The National Equity Project is an education reform organization that specializes in leadership development and changing culture and conditions in order to further equity objectives. It is a coaching and consulting organization based in Oakland, California, formerly known as the Bay Area Coalition for Equitable Schools (BayCES) until its name change in July 2010. It is best known for its leadership in Oakland small school reform, which led to the creation of over 40 new small schools in one of the largest, most successful in terms of district Academic Performance Index (API) increases, and most community-driven school reform efforts in the country.
==Early History and Small Schools Work==
The National Equity Project began in 1991 as a regional office of the (Coalition for Essential Schools ), then based at Brown University. In 1995, it was founded as an independent 501(c)3 non-profit organization called the Bay Area Coalition for Essential Schools, or BayCES.
In 1998, under the leadership of Executive Director Steve Jubb, BayCES changed its name to the Bay Area Coalition for ''Equitable'' Schools to emphasize its focus on addressing achievement disparities among student groups that they argued arise from racism, classism, language bias, and other forms of systemic bias. From 1995-1999, the organization coached over a dozen comprehensive high schools in the wider Bay Area to help them enact the practices of essential schools, and to put the values of equity in practice, meaning to shift practices and re-allocate resources to help students of color, low-income students and other vulnerable students improve their academic performance. They also developed an increasingly sophisticated coaching methodology in response to the challenges of facilitating significant change in urban schools.
In 1998 the Project, then BayCES, first partnered with (Oakland Community Organizations ) (OCO) to plan a small schools initiative in Oakland. OCO activists were working with parents who were frustrated with overcrowded, dilapidated, low-performing schools, and saw small schools in the northeast, as detailed in books and articles by Deborah Meier and others, as a way to reduce overcrowding and anonymity and improve the quality of teaching and learning.

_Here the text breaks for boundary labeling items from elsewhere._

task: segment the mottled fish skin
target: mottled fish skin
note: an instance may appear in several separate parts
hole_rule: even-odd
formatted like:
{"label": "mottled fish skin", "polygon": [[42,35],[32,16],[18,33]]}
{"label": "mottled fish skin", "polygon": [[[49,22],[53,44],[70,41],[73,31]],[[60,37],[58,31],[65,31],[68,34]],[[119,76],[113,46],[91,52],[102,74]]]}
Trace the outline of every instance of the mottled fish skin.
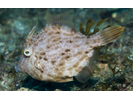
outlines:
{"label": "mottled fish skin", "polygon": [[73,76],[88,65],[93,48],[104,44],[107,43],[99,32],[87,38],[71,27],[47,24],[35,35],[27,37],[23,52],[29,50],[31,54],[22,53],[15,69],[41,81],[73,81]]}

In 2000, the Project drafted a (New Small Autonomous Schools policy ) that was passed by the Oakland School Board, authorizing the creation of a network of 10 new small schools. As BayCES, they received the first of two major grants totaling $22 million from the Bill and Melinda Gates Foundation to support design teams to plan and open their new small schools. Most of these funds were regranted to schools to cover release time and training for school personnel. They created a new small school incubator that vetted proposals, trained teams in small school best practices, coached teams in collaboration with each other and their communities, and in 2006 the incubator was passed to district management. In the end, over 40 new small schools were created. In 2004 Oakland was the most improved large district in the state of California in terms of district Academic Performance Index, which it has continued to be for the following six years. From 2000-8, the organization adopted a place-based strategy to focus on equity efforts in Oakland, Emeryville, and Berkeley, and stopped work in other places.